Re: [DISCUSS] SonarCloud integration for Apache Hive

2022-08-10 Thread Stamatis Zampetakis
That's great news! From the initial message, I got the impression that the
Sonar label in the PR will report all problems currently in master (and not
only the new ones).

I agree, it is better not to enforce quality gates directly but leave some
time for the rest of us to get familiar with the tool.

Best,
Stamatis

On Tue, Aug 9, 2022 at 6:04 PM Alessandro Solimando <
alessandro.solima...@gmail.com> wrote:

> Hi Stamatis,
> glad to hear you find Sonar helpful, thanks for providing your feedback.
>
> The master branch analysis already provides what I think you are looking
> for, you have:
>
>- all code analysis (to see the full status of the code):
>https://sonarcloud.io/summary/overall?id=apache_hive
>- new code analysis (basically what changed in the last commit):
>https://sonarcloud.io/summary/new_code?id=apache_hive
>
> For PRs, similarly, the analysis covers the changes w.r.t. the target
> branch, it's a good and quick way to ascertain the code quality of the PR.
>
> Regarding "Is it possible to somehow save the current analysis on master
> and make the
> PR quality gates fail when things become worse?", it is definitely
> possible, we can define a success/failure threshold for each of the
> metrics, and make it fail if the quality gate criteria are not met.
>
> I was suggesting to postpone this to allow people to get first familiar
> with it, I would not want to disrupt existing work, Sonar is a rich tool
> and people might need a bit of time to adjust to it.
>
> Good news is that quality gates can be changed directly from SonarCloud and
> won't require code changes, we might kick in a feedback discussion after a
> month or so from when we introduce Sonar analysis and see what people
> think.
>
> Best regards,
> Alessandro
>
> On Tue, 9 Aug 2022 at 16:38, Stamatis Zampetakis 
> wrote:
>
> > Hi Alessandro,
> >
> > Sonar integration will definitely help in improving cope quality and
> > preventing bugs so many thanks for pushing this forward.
> >
> > I went over the PR and it is in good shape.
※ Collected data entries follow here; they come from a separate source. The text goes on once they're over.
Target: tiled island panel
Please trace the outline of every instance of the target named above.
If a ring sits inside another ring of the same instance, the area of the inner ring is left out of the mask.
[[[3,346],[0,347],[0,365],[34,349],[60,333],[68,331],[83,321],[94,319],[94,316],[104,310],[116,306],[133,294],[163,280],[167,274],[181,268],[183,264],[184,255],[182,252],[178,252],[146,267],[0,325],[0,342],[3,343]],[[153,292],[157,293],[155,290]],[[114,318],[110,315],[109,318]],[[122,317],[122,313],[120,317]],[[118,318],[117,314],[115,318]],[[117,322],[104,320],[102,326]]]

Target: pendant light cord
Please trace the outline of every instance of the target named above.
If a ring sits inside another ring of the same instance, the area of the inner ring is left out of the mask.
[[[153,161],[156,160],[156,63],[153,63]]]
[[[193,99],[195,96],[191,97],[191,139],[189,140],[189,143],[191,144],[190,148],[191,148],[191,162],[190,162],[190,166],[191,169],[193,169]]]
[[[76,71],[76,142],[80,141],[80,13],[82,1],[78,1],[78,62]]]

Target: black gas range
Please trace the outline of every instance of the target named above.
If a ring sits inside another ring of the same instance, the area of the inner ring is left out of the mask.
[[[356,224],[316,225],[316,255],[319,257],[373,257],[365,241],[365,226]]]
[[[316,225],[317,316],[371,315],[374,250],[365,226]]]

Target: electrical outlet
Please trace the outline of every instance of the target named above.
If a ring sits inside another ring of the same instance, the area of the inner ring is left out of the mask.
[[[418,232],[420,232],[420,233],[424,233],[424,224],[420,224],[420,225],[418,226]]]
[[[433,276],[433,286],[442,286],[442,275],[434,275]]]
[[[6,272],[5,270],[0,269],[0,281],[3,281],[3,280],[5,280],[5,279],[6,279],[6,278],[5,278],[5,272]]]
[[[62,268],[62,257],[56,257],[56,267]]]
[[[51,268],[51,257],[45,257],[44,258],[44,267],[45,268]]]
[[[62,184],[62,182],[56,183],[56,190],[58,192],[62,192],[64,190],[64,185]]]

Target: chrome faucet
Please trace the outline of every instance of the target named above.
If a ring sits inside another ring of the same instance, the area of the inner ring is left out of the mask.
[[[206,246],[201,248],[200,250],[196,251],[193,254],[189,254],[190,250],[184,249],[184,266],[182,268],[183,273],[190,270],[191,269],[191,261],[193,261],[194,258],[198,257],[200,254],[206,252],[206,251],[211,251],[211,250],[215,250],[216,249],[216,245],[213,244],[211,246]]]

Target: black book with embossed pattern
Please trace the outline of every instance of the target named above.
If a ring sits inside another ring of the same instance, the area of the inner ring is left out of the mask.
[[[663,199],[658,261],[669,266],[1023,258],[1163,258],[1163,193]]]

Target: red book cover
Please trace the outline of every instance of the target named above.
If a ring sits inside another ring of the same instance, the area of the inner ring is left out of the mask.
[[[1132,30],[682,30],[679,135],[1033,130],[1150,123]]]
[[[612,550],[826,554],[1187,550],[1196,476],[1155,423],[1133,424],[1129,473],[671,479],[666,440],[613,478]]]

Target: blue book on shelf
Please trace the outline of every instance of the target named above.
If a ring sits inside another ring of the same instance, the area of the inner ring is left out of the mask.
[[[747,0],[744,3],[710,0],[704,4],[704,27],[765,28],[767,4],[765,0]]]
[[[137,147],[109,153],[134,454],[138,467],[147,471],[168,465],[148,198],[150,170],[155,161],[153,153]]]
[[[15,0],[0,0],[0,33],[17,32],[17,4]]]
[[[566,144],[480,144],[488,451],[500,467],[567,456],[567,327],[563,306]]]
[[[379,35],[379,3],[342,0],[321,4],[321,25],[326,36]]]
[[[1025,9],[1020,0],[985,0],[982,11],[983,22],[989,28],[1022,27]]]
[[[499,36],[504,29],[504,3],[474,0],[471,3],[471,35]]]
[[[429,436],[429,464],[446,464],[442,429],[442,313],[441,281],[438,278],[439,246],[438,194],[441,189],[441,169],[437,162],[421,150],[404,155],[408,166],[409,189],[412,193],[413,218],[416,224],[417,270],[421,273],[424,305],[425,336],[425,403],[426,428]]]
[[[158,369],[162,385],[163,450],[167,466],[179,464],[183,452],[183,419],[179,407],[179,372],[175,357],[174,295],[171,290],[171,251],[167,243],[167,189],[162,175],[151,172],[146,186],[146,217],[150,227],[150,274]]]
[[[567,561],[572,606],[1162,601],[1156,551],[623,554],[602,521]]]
I plan to merge it in the
> > following days unless someone objects.
> > We can tackle further improvements in follow up JIRAs.
> >
> > Is it possible to somehow save the current analysis on master and make
> the
> > PR quality gates fail when things become worse?
> > If not then what may help in reviewing PRs is to have a diff view
> (between
> > a PR and current master) so we can quickly tell if the PR we are about to
> > merge makes things better or worse; as far as I understand the idea is to
> > do this manually at the moment by checking the results on master and on
> the
> > PR under review.
> >
> > Enabling code coverage would be very helpful as well. Looking forward to
> > this.
> >
> > Best,
> > Stamatis
> >
> > On Mon, Aug 8, 2022 at 1:22 PM Alessandro Solimando <
> > alessandro.solima...@gmail.com> wrote:
> >
> > > Errata corrige: the right PR link is the following
> > > https://github.com/apache/hive/pull/3254
> > >
> > > Best regards,
> > > Alessandro
> > >
> > > On Mon, 8 Aug 2022 at 10:04, Alessandro Solimando <
> > > alessandro.solima...@gmail.com> wrote:
> > >
> > > > Hi community,
> > > > in the context of HIVE-26196
> > > >  we started
> > > considering
> > > > the adoption of SonarCloud  analysis
> > for
> > > > Apache Hive to promote data-driven code quality improvements and to
> > allow
> > > > reviewers to focus on the conceptual part of the changes by helping
> > them
> > > > spot trivial code smells, security issues and bugs.
> > > >
> > > > SonarCloud has already been adopted and integrated into a few top
> > Apache
> > > > projects like DolphinScheduler  >
> > > and Apache
> > > > Jackrabbit FileVault .
> > > >
> > > > For those who don't know, Sonar is a code analysis tool, the initial
> > > > adoption would aim at tracking code quality for the master branch,
> and
> > > > making the PRs' review process easier, by allowing to compare which
> > > > code/security issues a PR solved/introduced with respect to the main
> > > branch.
> > > >
> > > > We already have a Hive-dedicated project under the Apache
> foundation's
> > > > SonarCloud account:
> > > https://sonarcloud.io/project/overview?id=apache_hive.
> > > >
> > > > In what follows I will highlight the main points of interest:
> > > >
> > > > 1) sonar adoption scope:
> > > > For the time being a descriptive approach (just show the analysis and
> > > > associated metrics) could be adopted, delaying a prescriptive one
> > (i.e.,
> > > > quality gates based on the metrics for PRs' mergeability) to a later
> > time
> > > > where we have tested SonarCloud for long enough to judge that it
> could
> > > be a
> > > > sensible move.
> > > >
> > > > 2) false positives:
> > > > Sonar suffers from false positives, but they can be marked as such
> from
> > > > the web 

Re: [DISCUSS] SonarCloud integration for Apache Hive

2022-08-09 Thread Alessandro Solimando
Hi Stamatis,
glad to hear you find Sonar helpful, thanks for providing your feedback.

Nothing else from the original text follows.